Songs like “Music” and “Sun/C79” from Buddha and the Chocolate Box, for instance, or “Longer Boats” from Tea for the Tillerman, or just about anything from Numbers and Foreigner, two woefully underappreciated, underanthologized discs. As a general rule, the non-Greatest Hits songs tend to be knottier, grittier, more densely arranged and more artfully performed than their more famous counterparts.
A particularly strong recommendation must be given to the reissued Mona Bone Jakon, the first album Stevens released after falling into a tuberculosis ward from the lofty heights he had achieved as a mid-’60s U.K. pop star. It’s a powerful collection, with nary a whiff of the sentimentality normally associated with Stevens’ work. I mean, jeez, the opening tune, “Lady D’Arbanville” is about a dude pining over the body of a dead woman, whose method of demise is left mysteriously unexplained.
It’s ooky. It’s spooky. But it’s Cat Stevens. How weird is that?

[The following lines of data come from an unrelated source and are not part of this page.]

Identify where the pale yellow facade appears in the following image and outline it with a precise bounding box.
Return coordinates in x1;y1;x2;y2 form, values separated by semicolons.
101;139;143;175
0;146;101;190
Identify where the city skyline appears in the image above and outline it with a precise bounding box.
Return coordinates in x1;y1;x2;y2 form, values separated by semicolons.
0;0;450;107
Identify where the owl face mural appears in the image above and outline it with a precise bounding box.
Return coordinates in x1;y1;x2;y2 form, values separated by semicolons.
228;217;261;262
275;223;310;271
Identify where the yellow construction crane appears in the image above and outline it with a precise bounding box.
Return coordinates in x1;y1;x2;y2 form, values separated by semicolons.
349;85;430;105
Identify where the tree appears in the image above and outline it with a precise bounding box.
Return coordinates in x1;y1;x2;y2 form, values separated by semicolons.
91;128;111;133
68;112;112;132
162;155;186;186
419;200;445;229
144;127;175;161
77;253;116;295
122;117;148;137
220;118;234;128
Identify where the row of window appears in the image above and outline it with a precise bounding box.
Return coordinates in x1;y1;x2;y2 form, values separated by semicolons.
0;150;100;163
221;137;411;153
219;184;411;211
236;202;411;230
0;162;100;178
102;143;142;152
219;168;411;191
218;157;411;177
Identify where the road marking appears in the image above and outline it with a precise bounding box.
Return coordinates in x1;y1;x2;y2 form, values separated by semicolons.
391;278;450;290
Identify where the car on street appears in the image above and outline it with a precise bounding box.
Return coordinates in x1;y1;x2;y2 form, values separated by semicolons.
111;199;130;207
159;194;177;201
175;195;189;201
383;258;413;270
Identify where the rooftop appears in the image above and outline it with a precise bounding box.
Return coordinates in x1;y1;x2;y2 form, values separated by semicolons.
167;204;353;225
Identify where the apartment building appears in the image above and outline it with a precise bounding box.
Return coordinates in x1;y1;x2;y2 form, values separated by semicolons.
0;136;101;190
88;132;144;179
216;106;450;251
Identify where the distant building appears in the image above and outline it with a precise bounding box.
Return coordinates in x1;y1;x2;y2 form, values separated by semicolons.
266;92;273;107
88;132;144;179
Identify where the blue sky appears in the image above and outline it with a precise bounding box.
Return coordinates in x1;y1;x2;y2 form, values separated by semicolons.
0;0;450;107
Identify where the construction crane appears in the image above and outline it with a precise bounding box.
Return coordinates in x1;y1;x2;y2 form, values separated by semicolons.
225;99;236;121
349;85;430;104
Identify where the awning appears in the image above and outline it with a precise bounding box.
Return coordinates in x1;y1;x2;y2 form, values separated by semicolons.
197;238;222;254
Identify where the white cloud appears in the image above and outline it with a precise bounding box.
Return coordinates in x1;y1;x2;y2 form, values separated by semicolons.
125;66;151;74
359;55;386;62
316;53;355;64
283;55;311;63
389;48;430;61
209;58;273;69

There is now a word for what I have been doing on my website(s) for several years now, and that word is “Blog.” It sounds gross and biological, and I like it. “Blog” is a portmanteau word for “web log,” defined as a diary-cum-bulletin board posted online, the place where one’s hubris is hung out for all, some or (usually) none to see. For background, Rebecca Blood has written a most excellent blog history and has posted it on Rebecca’s Pocket, her own fine blog. Which is a beautiful looking website, I might add, in all the ways that my own will most likely never be — in part because I don’t have the web design skills to make it so, but also in part (for now) because I consciously choose not to have the web design skills to make it so. I’m word oriented, see, as a writer, so I want to make sure that anything containing my words puts the focus squarely upon them — and not on spinning animations and lush backdrops and complex tables and distracting, browser-killing frames and nests and scripts and applets. So all the sites that I’ve designed (and I use that word lightly) have similar, simple, streamlined designs (and I that word lightly) that make each site (hopefully) worth visiting in the first place. It should be clear that what started as technical limitation has now become stubborn ideology. Or maybe just a brilliant rationalization for technical limitation, who can tell? Hopefully not you. More here soon.